Say “Bye-Bye” to Soft Cheeses
Soft cheeses (especially imported ones) may also contain Listeria because of unpasteurized milk. Unless it’s clearly stated the cheese is made from pasteurized milk, it’s best to avoid it altogether. This includes: Brie, feta, Gorgonzola, Camembert, Chaource, Limburger, and Paglietta.

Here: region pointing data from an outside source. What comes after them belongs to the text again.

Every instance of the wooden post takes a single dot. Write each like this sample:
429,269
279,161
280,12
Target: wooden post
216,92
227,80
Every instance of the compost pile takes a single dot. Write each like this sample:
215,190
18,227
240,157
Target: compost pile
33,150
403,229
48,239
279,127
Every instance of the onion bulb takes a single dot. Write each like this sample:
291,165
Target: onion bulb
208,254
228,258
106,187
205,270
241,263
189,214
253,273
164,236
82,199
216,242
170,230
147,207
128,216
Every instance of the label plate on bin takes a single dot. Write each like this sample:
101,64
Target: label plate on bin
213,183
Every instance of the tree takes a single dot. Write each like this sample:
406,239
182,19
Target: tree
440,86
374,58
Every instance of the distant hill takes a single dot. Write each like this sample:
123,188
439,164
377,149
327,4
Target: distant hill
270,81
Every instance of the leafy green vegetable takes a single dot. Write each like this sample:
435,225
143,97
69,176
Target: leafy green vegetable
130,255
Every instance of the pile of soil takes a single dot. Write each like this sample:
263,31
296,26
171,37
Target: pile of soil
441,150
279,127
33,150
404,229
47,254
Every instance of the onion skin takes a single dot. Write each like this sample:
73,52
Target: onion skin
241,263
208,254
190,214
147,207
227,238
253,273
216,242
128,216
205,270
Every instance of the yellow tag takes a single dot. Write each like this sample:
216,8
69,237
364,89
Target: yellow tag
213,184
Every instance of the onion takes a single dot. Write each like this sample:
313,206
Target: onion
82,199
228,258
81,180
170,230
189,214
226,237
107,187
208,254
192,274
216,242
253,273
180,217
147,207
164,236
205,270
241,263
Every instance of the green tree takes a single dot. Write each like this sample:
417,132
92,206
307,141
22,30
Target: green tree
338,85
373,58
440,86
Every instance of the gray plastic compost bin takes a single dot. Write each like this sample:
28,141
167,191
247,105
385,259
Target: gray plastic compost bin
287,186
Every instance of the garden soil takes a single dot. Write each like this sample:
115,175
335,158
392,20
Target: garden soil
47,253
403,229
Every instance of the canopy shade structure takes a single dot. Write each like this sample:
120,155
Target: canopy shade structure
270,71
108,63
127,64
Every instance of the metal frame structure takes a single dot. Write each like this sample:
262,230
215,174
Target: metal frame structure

Be Mindful About Kelp Usage
Kelp is a type of seaweed that’s used in many Asian cultures for soups and stews. It is high in iron and very high in iodine. Routine consumption of kelp during pregnancy can lead to congenital hypothyroidism (a type of thyroid disease) that can contribute to cognitive delays and growth retardation. One to two tablespoons of kelp can contain as much as 1,500-2,000 micrograms (mcg) of iodine. The upper tolerable  limit set by the National Institute of Health is 1,100 mcg for adults. Nori, the most common seaweed wrap used in sushi, or seaweed sheet snacks are safer alternatives (e.g. the sheet snacks only contain about 280-300 mcg of iodine per pack).

Beware of Herbs and Dietary Supplements
Herbs are widely used to make tonics and teas and found in supplement form. The safety of herbal use during pregnancy still largely unknown. American Pregnancy Association has published a list of unsafe and likely unsafe herbs for pregnancy. They include: Rosemary (in medicinal doses), saw palmetto, goldenseal, blue cohosh, black cohosh, dong quai, ephedra, and yohimbe.

Don’t go Overboard with Caffeine
Caffeine has been associated with miscarriage, especially during the first trimester. So coffee and black tea drinkers take note and limit your daily intake to about 200 mg (about one cup). Also, beware of energy drinks and sodas that contain caffeine.